In D.L. v. W.L., a seventy-four year old payor sought a reduction in his child support obligation for his permanently disabled, fifty-year-old son. The moving party was a licensed psychologist with a solo practice, who had been paying approximately $17,000 per year in child support and 80% of unreimbursed medical expenses for his disabled adult son since 2006. This support obligation was calculated in 2006 based on the payor’s stipulated income of $150,000.

In making this application, the psychologist claimed that managed care had precipitated a permanent decline in his income from $150,000 in 2006 to $36,000 in 2014. The payor asserted that managed care reduced both the amount of money earned per session and the number of appointments each patient could attend. However, in violation of New Jersey Court rule 5:5-4(a), the payor did not supply the court with his 2006 Case Information Statement (CIS) and did not isolate his individual expenses from those of his family (including his second wife and teenage daughter). He did, however, provide his 2014 tax return.

The trial court denied his application, noting that a self-employed obligor’s income should be viewed more expansively because he is in a better position to present an unrealistic snapshot of his financial circumstances than a W-2 wage earner. Comparing his current CIS with his 2014 tax return, the trial court found some discrepancies in his stated income of $36,000 and his business and personal expenses. Critically, the trial court found that determining changed circumstances necessarily entails knowing the starting point from which to measure the change. In this case, therefore, failure to provide his 2006 CIS or at least a transcript of the 2006 proceedings proved fatal to the payor’s application. As an aside, the trial court noted that the payee was under no obligation to supply financial documentation to the court until the payor met his burden to prove a change in circumstances.

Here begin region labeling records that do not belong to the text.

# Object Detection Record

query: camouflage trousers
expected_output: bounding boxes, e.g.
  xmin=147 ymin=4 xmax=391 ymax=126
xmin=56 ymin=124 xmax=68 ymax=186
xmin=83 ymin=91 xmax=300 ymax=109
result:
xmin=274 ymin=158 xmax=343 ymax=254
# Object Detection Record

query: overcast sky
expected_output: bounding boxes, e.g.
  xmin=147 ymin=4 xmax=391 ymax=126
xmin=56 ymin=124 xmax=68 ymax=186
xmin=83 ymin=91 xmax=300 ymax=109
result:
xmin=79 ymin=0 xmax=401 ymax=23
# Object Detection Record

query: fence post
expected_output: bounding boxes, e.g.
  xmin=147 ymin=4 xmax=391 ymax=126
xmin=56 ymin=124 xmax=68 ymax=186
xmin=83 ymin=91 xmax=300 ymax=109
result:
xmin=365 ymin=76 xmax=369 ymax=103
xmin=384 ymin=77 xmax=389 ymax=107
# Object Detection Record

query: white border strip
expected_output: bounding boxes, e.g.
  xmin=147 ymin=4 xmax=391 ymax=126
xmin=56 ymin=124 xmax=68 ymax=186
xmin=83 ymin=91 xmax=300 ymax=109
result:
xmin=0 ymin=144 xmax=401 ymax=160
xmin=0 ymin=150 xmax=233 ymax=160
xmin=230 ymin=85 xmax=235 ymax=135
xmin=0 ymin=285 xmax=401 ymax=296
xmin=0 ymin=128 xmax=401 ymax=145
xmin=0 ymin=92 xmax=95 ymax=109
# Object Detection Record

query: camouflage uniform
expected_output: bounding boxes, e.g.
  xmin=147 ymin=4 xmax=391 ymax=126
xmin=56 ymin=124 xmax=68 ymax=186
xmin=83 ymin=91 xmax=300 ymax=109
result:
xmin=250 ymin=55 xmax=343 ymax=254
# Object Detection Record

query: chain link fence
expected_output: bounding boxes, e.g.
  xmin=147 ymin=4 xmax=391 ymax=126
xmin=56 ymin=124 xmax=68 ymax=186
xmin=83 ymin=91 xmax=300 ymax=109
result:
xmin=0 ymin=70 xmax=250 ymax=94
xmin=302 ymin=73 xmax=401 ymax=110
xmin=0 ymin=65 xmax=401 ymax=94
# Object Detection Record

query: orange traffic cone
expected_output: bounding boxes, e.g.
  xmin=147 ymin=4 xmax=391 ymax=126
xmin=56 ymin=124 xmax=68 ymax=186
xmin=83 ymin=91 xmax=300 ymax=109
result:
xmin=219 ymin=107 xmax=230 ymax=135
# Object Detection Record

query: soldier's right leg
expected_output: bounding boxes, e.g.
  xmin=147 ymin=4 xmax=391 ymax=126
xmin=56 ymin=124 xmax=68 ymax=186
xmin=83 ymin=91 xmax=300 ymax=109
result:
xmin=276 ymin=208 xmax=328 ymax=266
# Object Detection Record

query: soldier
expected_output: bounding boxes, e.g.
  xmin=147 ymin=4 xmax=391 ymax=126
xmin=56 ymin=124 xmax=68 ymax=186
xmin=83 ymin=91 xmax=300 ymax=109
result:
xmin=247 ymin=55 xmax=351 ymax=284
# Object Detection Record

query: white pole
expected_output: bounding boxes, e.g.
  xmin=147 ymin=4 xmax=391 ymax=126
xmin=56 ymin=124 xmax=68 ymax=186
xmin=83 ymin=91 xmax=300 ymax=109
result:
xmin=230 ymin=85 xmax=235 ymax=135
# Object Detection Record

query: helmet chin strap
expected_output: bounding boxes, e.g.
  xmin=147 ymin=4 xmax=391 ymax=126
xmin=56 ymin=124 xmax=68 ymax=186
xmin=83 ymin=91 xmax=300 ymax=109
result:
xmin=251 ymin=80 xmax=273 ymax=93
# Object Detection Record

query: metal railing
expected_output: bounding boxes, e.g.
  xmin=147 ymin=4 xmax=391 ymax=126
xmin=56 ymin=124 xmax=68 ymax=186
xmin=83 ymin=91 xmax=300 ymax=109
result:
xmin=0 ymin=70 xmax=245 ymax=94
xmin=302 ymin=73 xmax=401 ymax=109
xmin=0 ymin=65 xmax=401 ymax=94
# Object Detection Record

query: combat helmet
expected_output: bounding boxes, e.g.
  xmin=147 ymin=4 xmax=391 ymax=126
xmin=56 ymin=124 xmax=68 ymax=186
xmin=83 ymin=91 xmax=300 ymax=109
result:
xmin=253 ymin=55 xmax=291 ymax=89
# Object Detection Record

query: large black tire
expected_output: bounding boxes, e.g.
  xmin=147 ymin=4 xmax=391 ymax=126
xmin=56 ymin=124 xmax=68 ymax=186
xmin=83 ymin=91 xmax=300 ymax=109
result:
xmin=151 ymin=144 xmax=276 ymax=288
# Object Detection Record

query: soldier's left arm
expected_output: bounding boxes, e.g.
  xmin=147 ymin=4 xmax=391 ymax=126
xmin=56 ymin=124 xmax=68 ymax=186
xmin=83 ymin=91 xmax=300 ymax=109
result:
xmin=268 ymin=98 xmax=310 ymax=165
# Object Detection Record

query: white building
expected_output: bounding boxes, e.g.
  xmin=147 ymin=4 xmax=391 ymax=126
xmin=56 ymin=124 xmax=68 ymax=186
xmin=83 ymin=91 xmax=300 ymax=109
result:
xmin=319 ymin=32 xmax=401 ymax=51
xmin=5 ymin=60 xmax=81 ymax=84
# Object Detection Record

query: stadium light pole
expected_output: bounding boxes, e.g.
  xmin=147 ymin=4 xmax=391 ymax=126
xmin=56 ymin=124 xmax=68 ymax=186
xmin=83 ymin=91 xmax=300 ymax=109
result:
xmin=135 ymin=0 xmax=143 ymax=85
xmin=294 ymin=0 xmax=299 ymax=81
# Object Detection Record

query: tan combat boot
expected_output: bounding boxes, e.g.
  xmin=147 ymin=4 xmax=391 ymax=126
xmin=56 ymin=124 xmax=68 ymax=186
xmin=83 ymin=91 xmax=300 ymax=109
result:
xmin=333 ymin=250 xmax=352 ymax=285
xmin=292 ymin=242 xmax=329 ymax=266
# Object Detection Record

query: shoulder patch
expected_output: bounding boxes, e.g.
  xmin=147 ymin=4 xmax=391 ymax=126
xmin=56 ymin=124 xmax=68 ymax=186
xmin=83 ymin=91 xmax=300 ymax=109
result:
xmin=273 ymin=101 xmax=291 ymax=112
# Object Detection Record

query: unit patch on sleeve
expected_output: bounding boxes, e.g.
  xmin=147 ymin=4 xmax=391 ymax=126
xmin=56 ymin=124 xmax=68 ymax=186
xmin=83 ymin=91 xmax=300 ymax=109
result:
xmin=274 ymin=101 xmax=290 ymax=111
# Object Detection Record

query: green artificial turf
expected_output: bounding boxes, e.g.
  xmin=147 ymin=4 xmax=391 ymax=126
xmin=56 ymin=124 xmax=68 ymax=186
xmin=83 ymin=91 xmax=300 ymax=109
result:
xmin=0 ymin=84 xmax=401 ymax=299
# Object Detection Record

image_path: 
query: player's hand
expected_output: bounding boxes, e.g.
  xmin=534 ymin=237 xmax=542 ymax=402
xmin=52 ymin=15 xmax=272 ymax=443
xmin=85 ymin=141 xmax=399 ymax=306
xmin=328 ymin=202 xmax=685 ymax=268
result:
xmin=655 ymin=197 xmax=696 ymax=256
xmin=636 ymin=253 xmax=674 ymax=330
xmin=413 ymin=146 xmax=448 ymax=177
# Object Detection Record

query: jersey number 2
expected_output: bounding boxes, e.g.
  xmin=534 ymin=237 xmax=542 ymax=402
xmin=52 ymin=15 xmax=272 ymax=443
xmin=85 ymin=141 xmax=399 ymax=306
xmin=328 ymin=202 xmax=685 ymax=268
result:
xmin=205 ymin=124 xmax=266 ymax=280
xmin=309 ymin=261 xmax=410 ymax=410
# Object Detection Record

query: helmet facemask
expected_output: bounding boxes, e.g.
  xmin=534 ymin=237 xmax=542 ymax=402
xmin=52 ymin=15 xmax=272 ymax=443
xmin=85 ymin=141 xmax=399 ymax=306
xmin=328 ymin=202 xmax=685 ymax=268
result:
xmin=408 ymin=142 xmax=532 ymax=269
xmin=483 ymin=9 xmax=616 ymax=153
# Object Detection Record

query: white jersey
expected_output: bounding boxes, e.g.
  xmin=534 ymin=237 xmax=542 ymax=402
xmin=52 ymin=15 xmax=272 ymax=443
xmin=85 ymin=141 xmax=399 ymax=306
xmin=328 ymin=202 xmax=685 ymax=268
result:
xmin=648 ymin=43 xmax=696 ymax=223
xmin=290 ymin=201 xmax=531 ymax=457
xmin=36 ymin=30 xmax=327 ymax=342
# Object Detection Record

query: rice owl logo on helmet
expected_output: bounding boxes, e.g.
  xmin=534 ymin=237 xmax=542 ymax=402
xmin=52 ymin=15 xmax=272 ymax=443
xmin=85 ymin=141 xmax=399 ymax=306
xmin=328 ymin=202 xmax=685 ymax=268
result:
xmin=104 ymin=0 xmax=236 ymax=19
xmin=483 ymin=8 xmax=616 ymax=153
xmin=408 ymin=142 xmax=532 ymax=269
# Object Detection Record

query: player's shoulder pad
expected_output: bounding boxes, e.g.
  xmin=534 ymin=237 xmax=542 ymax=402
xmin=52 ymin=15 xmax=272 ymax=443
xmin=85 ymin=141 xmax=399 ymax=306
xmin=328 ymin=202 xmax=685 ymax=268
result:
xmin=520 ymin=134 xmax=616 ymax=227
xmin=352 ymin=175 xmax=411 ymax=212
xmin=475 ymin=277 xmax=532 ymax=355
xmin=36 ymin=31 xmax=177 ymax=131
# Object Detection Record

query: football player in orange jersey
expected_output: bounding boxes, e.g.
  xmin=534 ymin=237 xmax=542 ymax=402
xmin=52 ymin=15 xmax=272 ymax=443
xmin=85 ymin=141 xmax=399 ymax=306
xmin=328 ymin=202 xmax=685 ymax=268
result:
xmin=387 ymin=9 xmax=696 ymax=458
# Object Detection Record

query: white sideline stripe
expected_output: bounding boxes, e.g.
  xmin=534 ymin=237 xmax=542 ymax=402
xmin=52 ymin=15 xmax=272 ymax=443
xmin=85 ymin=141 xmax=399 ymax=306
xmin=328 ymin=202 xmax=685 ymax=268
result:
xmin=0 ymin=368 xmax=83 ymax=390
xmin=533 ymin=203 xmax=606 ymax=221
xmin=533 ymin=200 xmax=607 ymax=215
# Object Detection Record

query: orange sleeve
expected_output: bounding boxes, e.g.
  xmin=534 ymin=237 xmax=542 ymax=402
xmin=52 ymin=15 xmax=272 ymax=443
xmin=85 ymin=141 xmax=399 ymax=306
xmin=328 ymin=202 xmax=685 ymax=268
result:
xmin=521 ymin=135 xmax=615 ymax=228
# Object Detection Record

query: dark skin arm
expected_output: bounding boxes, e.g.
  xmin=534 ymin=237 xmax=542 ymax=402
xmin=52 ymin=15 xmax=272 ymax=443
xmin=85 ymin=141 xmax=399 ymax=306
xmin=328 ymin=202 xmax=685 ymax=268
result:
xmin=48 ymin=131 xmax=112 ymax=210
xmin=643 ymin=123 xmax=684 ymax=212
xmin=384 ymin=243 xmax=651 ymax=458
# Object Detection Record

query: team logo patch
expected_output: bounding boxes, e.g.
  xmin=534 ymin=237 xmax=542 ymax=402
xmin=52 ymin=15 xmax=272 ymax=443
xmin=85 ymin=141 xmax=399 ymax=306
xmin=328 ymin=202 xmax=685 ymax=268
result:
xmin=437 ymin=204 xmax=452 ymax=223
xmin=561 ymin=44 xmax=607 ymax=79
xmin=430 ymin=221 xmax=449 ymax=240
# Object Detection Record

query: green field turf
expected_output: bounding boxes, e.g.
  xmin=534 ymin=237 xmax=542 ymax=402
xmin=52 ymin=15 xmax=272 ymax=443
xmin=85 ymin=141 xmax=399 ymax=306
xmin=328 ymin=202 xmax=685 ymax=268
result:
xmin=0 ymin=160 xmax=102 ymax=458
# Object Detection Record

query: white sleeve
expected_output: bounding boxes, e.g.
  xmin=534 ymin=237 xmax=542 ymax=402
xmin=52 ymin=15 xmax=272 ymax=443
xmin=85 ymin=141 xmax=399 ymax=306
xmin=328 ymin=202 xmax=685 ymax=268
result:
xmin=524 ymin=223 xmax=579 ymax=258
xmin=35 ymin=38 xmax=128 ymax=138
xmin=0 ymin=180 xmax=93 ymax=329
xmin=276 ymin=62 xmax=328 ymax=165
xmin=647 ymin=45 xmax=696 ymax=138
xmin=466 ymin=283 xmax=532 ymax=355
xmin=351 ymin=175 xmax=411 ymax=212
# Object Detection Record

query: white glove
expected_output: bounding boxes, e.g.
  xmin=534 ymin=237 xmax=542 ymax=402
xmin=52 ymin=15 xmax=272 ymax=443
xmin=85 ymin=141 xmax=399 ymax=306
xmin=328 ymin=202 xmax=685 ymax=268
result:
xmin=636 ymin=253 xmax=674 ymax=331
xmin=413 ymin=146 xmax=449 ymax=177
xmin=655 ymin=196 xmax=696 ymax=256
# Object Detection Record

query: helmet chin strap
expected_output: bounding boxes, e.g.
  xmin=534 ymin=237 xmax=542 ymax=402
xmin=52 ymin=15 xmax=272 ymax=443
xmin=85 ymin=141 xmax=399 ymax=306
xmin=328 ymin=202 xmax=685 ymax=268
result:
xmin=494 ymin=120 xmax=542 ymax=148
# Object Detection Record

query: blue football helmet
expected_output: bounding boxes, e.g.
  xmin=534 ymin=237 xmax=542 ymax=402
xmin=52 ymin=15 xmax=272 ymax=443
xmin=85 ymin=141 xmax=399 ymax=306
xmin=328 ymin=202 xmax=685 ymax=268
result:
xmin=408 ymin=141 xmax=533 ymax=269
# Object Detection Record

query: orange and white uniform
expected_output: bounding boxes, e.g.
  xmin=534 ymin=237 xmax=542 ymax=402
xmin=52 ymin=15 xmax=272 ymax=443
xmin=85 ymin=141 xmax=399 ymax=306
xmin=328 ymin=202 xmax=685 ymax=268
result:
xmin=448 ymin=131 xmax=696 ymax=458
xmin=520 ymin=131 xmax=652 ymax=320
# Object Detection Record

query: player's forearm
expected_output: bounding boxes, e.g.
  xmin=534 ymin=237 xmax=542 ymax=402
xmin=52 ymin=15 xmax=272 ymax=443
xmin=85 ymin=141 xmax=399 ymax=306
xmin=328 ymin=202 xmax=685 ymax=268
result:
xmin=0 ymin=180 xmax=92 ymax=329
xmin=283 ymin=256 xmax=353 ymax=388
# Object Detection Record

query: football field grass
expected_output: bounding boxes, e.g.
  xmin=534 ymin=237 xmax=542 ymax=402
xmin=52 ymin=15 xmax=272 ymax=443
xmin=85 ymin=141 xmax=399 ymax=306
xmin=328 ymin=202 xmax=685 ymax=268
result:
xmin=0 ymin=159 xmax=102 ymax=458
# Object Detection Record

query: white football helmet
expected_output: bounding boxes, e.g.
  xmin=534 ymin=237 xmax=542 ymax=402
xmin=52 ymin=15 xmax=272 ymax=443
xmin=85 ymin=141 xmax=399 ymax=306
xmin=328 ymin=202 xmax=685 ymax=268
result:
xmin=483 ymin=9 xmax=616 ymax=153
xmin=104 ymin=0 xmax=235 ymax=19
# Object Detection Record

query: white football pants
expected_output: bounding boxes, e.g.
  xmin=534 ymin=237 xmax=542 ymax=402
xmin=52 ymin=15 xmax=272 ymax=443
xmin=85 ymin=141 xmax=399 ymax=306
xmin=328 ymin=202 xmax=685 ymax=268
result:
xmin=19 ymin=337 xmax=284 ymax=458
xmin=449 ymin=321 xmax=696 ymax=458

This decision highlights several important practical considerations in filing post-judgment motions. First, an applicant should supply all required documentation to the court, including all prior Case Information Statements and an accurate, updated CIS. Without these documents or at least an explanation as to why they cannot be produced, according to D.L. v. W.L., an application is all but dead on arrival. Second, self-employed obligors should take pause before filing a post-judgment application and ensure that all the required financial documentation supplied paints a consistent picture of the payor’s financial circumstances. While a W-2 may speak for itself, payors that don’t have the benefit of such black-and-white income documentation must ensure the documentation submitted with the application provides the court with enough information to make a credible and substantiated determination as to current income.